Élise Arfi : Je ne savais pas comment j’allais aborder ma relation avec Fahran. La question ne se posait pas. Elle s’est imposée à moi. Je n’avais plus de recul ni de barrière, parce que, contrairement aux autres clients, lui était seul, dans une détresse absolue, et ne parlait pas un mot de français. Honnêtement, je n’avais pas du tout vocation à m’investir comme ça. Cette relation je n’en voulais pas, je ne voulais pas être la passionaria d’une grande cause, je ne voulais pas partir en lutte contre le système carcéral. Tout cela ne m’arrangeait pas du tout. Je me disais qu’il y aurait peut-être des répercussions, y compris sur d’autres clients. Je ne voulais pas être dans ce rôle-là. Mais je n’ai pas eu le choix. Soit je le défendais, soit il mourrait.

« Je me suis parfois surprise à me demander s’il ne vaudrait pas mieux que Fahran meure »

Vous étiez tellement investie dans cette affaire, que vous expliquez ne pas avoir réussi à faire une plaidoirie classique…

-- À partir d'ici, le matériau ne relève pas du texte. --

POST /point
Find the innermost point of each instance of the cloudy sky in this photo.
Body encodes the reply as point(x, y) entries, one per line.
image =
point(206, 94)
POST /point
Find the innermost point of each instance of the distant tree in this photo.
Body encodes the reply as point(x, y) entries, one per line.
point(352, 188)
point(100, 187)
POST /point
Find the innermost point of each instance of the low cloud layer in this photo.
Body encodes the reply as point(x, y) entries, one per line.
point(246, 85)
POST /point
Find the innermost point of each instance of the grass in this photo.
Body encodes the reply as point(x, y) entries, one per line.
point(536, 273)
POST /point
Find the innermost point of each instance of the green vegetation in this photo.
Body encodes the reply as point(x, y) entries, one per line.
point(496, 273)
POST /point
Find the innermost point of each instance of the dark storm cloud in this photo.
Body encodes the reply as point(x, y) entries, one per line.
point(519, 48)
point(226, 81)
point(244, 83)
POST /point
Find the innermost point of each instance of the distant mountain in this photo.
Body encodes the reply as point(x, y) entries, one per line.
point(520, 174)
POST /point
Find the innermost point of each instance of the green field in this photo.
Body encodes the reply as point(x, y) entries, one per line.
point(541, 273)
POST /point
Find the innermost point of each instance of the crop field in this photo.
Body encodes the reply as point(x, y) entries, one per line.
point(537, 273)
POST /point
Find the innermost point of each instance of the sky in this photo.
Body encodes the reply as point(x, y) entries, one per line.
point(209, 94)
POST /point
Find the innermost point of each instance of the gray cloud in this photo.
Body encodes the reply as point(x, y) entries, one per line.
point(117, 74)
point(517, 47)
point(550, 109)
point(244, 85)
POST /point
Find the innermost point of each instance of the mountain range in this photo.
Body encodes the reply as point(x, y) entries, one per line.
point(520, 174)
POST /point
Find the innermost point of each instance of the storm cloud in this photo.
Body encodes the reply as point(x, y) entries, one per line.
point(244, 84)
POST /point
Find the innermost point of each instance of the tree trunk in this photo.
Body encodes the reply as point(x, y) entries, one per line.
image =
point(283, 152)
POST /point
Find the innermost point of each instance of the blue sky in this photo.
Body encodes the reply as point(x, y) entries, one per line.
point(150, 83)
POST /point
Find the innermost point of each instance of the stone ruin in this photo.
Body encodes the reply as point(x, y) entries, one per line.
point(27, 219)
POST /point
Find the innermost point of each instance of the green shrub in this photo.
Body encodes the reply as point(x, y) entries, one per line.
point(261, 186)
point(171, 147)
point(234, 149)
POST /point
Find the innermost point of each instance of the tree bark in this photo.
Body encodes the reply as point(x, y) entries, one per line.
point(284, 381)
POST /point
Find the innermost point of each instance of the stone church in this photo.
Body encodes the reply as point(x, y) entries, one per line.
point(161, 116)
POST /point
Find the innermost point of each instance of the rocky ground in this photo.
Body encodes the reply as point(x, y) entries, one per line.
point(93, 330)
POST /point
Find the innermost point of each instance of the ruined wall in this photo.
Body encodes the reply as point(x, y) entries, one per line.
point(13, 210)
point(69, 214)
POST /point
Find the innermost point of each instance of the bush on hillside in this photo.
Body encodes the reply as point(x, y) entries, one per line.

J’ai essayé de faire une plaidoirie avec des axes de défense comme on fait habituellement. Être avocat, ce n’est pas parler au fil de l’eau. Je n’avais jamais autant travaillé de ma vie sur une plaidoirie, et malgré tout c’était nul. Ce n’était pas du tout ça que je voulais dire. Donc tant pis. Quand je suis arrivé au procès, j’ai expliqué que je ne ferai pas de plaidoirie, mais que j’allais vous raconter l’histoire de Fahran. Je n’ai pas essayé d’être dans une démonstration, mais les choses parlaient d’elles-mêmes. Quand j’ai mis tout ça bout à bout, j’étais sidérée. Je crois que personne n’avait jamais entendu une telle histoire.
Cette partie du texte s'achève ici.